Selon le groupe de pression, la question est si vitale que les gouverneurs américains devraient utiliser leurs pouvoirs d’urgence. Et surtout encaisser les taxes qui se sont évaporées, à l’heure où les finances publiques s’apprêtent à être plombées par le ralentissement économique, relève le Wall Street Journal.

Après avoir beaucoup freiné…

On peut quand même se demander pourquoi les casinos n’y avaient pas pensé avant, comme tout le monde. Avoir une plateforme en ligne n’est plus vraiment considéré comme révolutionnaire dans la plupart des secteurs d’activité. En réalité, ils y ont pensé et certains ont déjà développé ce vecteur de revenus supplémentaires. Mais les opérateurs historiques, ceux qui pèsent vraiment, ont toujours considéré internet comme une menace pour leurs casinos ayant pignon sur rue. La crise les pousse maintenant à innover.
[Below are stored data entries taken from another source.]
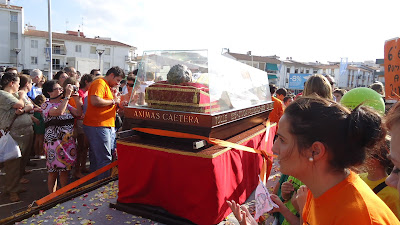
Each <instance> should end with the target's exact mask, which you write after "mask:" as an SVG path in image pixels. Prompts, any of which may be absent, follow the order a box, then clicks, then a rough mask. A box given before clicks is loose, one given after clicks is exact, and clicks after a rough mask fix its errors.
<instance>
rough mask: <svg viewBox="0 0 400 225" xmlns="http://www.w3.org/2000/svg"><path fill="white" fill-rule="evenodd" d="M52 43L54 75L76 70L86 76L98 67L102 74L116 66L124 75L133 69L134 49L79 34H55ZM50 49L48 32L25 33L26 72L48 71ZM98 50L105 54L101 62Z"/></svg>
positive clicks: (39, 31) (27, 30)
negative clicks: (35, 69) (31, 71)
mask: <svg viewBox="0 0 400 225" xmlns="http://www.w3.org/2000/svg"><path fill="white" fill-rule="evenodd" d="M52 39H53V40H52V49H53V50H52V53H53V56H52V58H53V59H52V62H53V70H54V71H57V70H60V69H63V68H64V67H67V66H73V67H75V69H76V70H78V71H80V72H81V73H82V74H84V73H89V72H90V70H92V69H98V68H99V65H100V70H101V72H102V73H103V74H104V73H105V72H106V71H107V70H108V69H109V68H111V67H113V66H119V67H121V68H123V69H124V70H125V71H131V70H133V69H134V68H132V65H133V63H131V60H130V59H131V58H132V57H131V56H133V55H134V54H135V50H136V48H135V47H133V46H130V45H127V44H124V43H121V42H118V41H111V40H107V39H100V38H87V37H85V36H84V34H83V32H79V31H78V32H74V31H67V33H66V34H62V33H54V32H53V36H52ZM47 45H48V32H46V31H39V30H26V31H25V32H24V41H23V45H22V47H23V51H22V52H21V53H22V55H21V57H22V60H23V62H24V64H23V66H24V68H25V69H35V68H38V69H40V70H43V71H48V68H49V63H48V62H47V61H46V53H45V51H46V46H47ZM98 50H102V51H103V53H102V54H101V60H100V57H99V54H98ZM99 60H100V61H99Z"/></svg>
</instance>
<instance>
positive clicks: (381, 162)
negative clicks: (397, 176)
mask: <svg viewBox="0 0 400 225" xmlns="http://www.w3.org/2000/svg"><path fill="white" fill-rule="evenodd" d="M389 149H390V137H389V136H387V137H386V141H385V142H383V143H382V144H380V145H378V146H377V147H376V148H373V152H372V153H371V154H370V155H368V156H367V160H366V161H365V164H364V165H363V167H365V171H366V173H362V174H360V178H361V179H362V180H363V181H364V182H365V183H367V184H368V186H369V187H370V188H371V189H372V190H373V191H374V192H375V194H377V195H378V197H379V198H381V199H382V201H384V202H385V203H386V205H387V206H389V208H390V209H391V210H392V212H393V213H394V214H395V215H396V216H397V218H398V219H400V201H399V193H398V192H397V189H396V188H393V187H388V186H387V185H386V183H385V180H386V178H387V177H388V173H390V171H391V170H392V169H393V163H392V162H391V161H390V159H389V158H388V157H387V155H388V154H389Z"/></svg>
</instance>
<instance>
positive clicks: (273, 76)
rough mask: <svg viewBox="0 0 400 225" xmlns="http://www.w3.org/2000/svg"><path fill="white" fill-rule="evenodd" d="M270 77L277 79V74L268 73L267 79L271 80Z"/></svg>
mask: <svg viewBox="0 0 400 225" xmlns="http://www.w3.org/2000/svg"><path fill="white" fill-rule="evenodd" d="M271 79H278V76H277V75H268V80H271Z"/></svg>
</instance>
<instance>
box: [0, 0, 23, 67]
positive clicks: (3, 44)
mask: <svg viewBox="0 0 400 225" xmlns="http://www.w3.org/2000/svg"><path fill="white" fill-rule="evenodd" d="M1 2H2V3H5V4H1V3H0V34H1V35H0V66H6V67H7V66H11V67H14V66H16V64H17V55H18V59H19V60H20V55H19V54H17V52H18V53H19V52H20V49H21V45H22V33H23V29H22V27H23V26H22V24H23V22H24V19H23V16H24V14H23V9H22V7H18V6H12V5H8V4H7V0H4V1H1ZM19 63H20V61H18V64H19Z"/></svg>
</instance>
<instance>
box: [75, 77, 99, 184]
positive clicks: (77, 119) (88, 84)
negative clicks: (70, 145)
mask: <svg viewBox="0 0 400 225" xmlns="http://www.w3.org/2000/svg"><path fill="white" fill-rule="evenodd" d="M93 77H94V75H92V74H85V75H83V76H82V78H81V81H80V82H79V90H78V94H79V97H81V99H82V102H83V103H84V102H85V98H86V97H87V95H88V90H89V87H90V84H91V83H92V82H93ZM84 117H85V114H84V113H82V116H81V117H79V118H77V120H76V129H75V130H76V132H77V134H78V137H77V144H78V145H77V149H78V158H77V161H76V167H75V177H82V176H83V174H82V173H88V172H89V170H88V169H87V168H86V160H87V153H88V151H89V141H88V140H87V138H86V135H85V132H83V119H84Z"/></svg>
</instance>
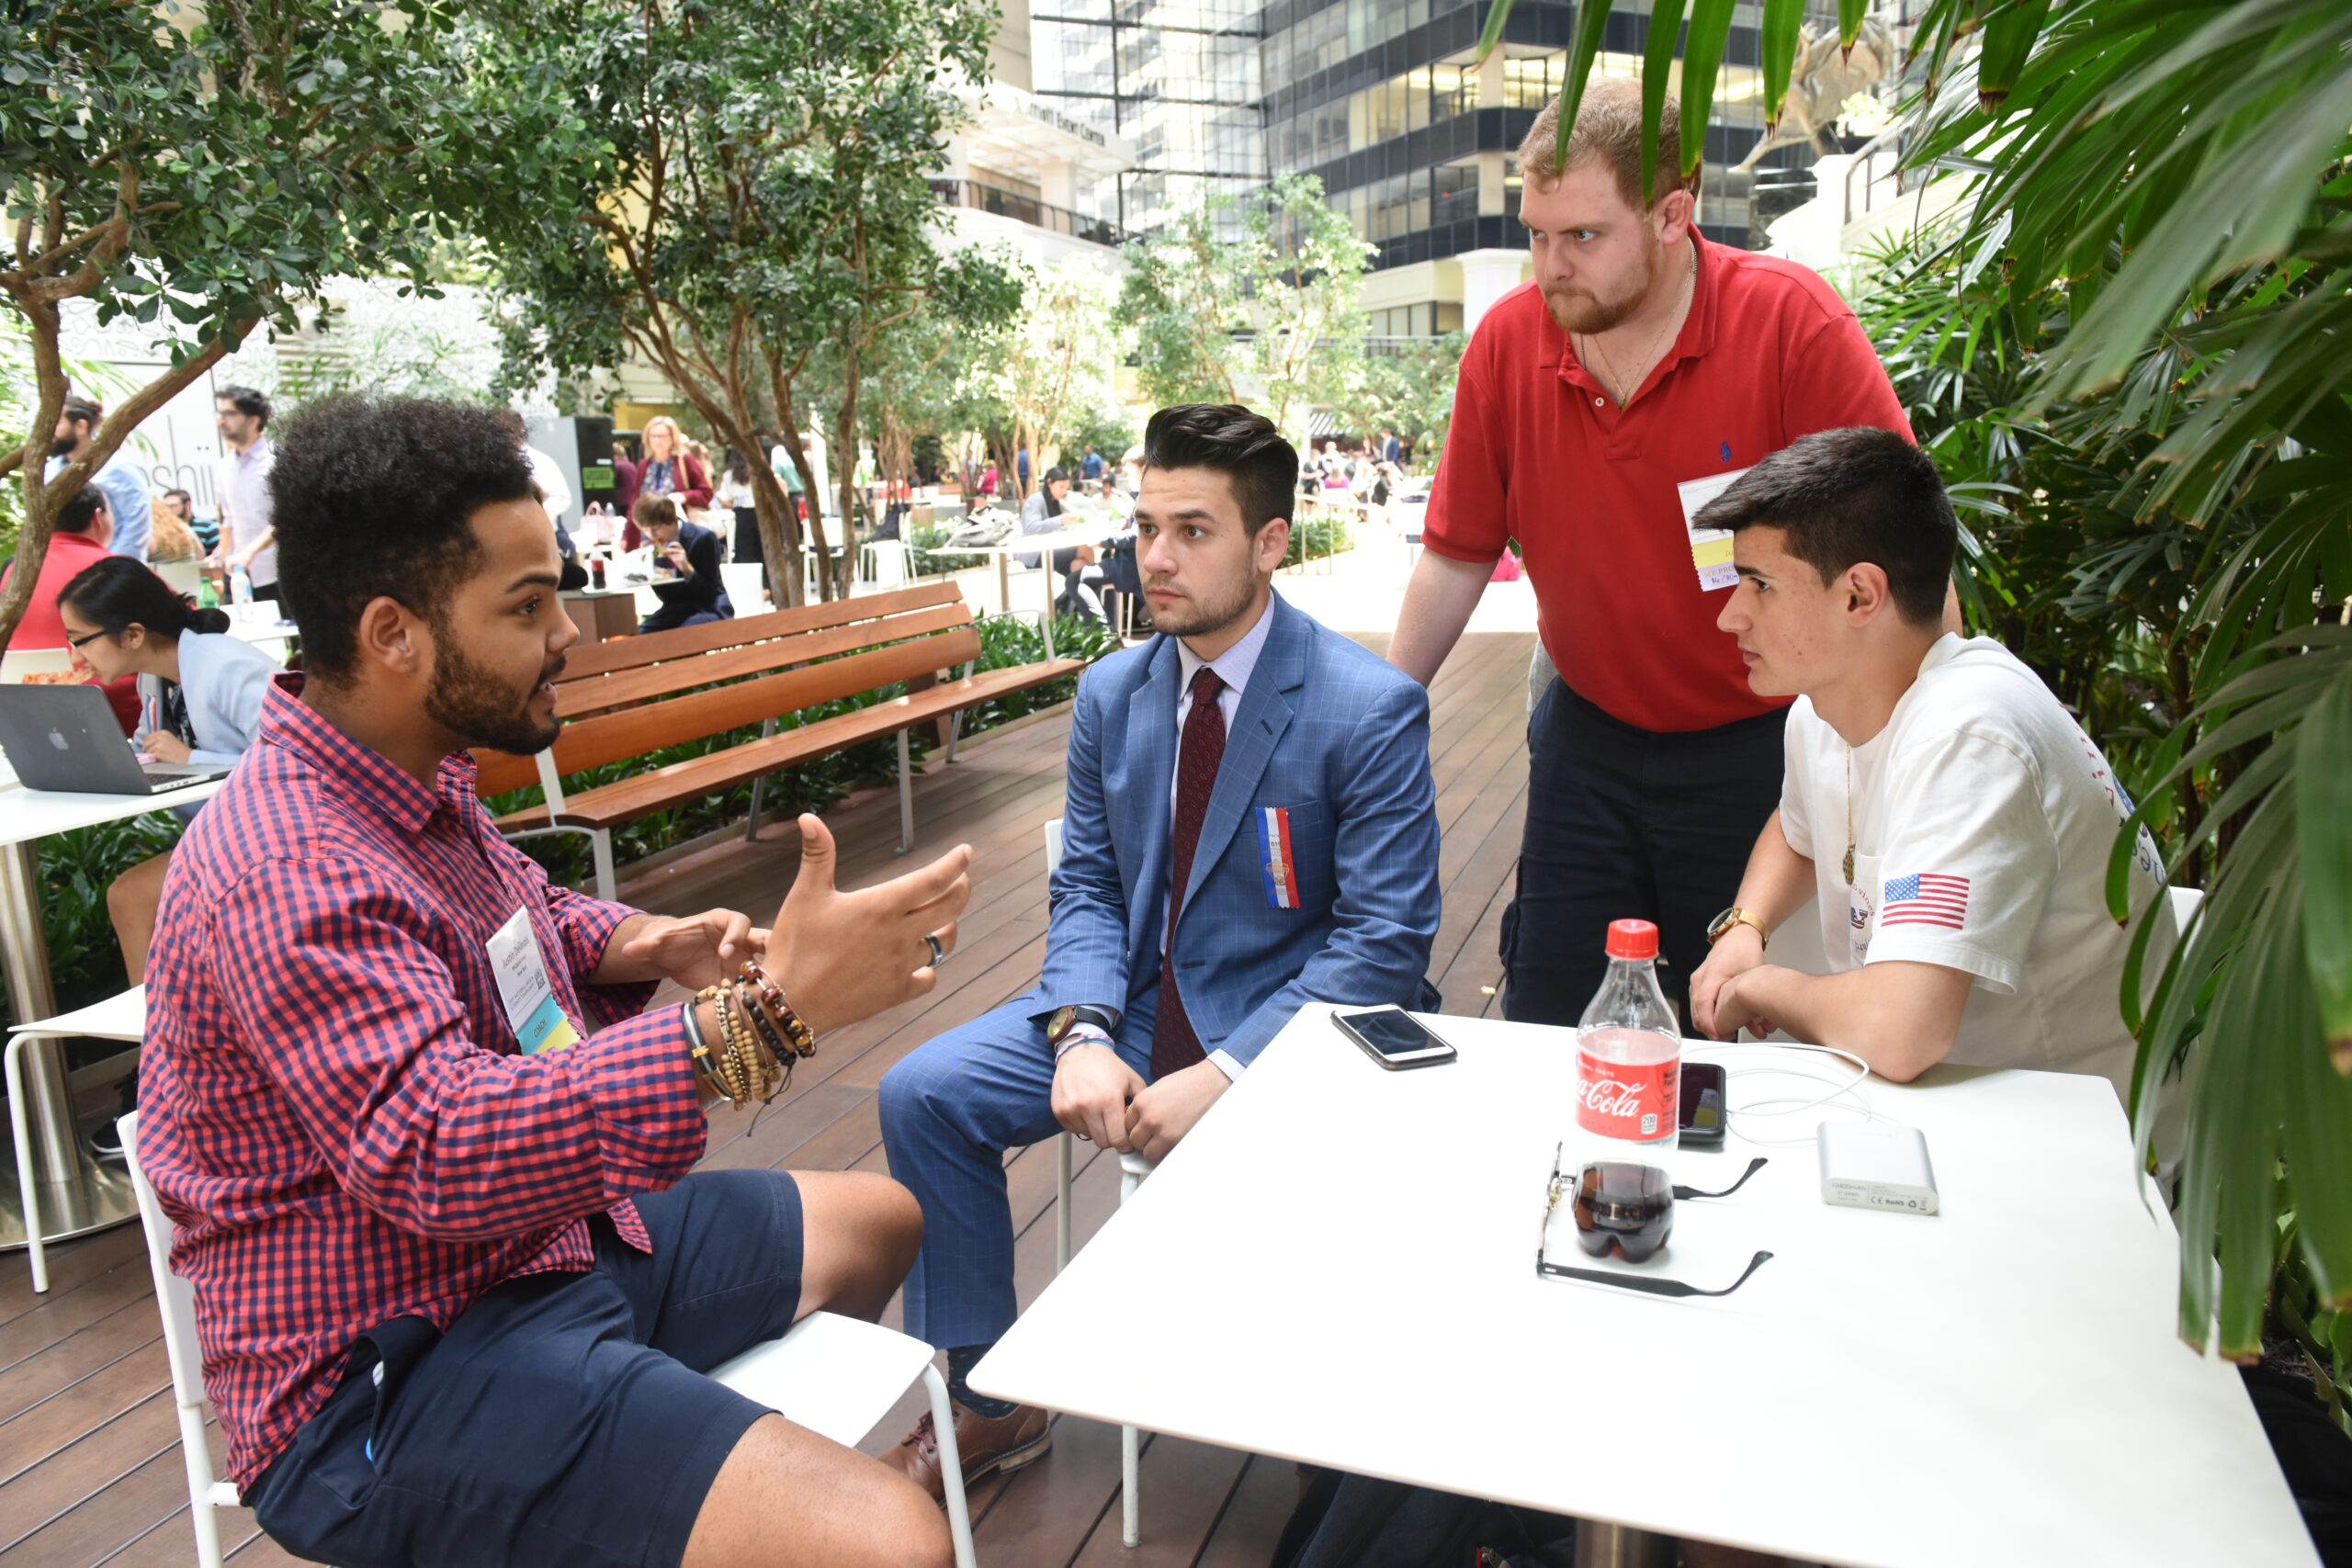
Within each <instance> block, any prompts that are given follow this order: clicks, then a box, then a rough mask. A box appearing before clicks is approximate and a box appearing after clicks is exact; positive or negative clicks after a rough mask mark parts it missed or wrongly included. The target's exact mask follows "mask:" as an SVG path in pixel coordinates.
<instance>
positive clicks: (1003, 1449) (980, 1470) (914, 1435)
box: [882, 1403, 1054, 1502]
mask: <svg viewBox="0 0 2352 1568" xmlns="http://www.w3.org/2000/svg"><path fill="white" fill-rule="evenodd" d="M1051 1446H1054V1429H1051V1427H1047V1413H1044V1410H1040V1408H1037V1406H1014V1413H1011V1415H1000V1418H995V1420H990V1418H985V1415H981V1413H976V1410H967V1408H964V1406H962V1403H957V1406H955V1455H957V1460H962V1467H964V1486H971V1483H974V1481H978V1479H981V1476H985V1474H988V1472H993V1469H1021V1467H1023V1465H1035V1462H1037V1460H1042V1458H1044V1455H1047V1448H1051ZM882 1462H884V1465H896V1467H898V1472H901V1474H906V1479H910V1481H913V1483H915V1486H920V1488H922V1490H927V1493H931V1497H936V1500H941V1502H946V1497H948V1488H946V1483H943V1481H941V1479H938V1474H941V1472H938V1432H936V1429H934V1427H931V1415H929V1410H924V1418H922V1420H920V1422H917V1425H915V1429H913V1432H908V1434H906V1441H903V1443H898V1446H896V1448H891V1450H889V1453H887V1455H884V1458H882Z"/></svg>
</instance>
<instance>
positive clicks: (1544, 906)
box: [1390, 80, 1910, 1023]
Ce ne sera pas particulièrement facile. Les autorités américaines ont certainement d’autres chats à fouetter. En outre, 14 Etats ayant des projets de loi sur le jeu en ligne ont suspendu ou annulé leurs sessions législatives. Enfin, pouvoir jouer à la roulette ou au poker depuis son canapé, 24h/24, pourrait créer des problèmes d’addiction ou de jeu compulsif. Utiliser les pouvoirs d’urgence pour légaliser quelque chose de néfaste pour une partie des utilisateurs n’est peut-être pas l’idée du siècle, relève le directeur d’une association contre les problèmes de jeu. Le lobby des casinos a déjà sa réponse: les sites illégaux de jeu en ligne le font déjà, pourquoi pas nous?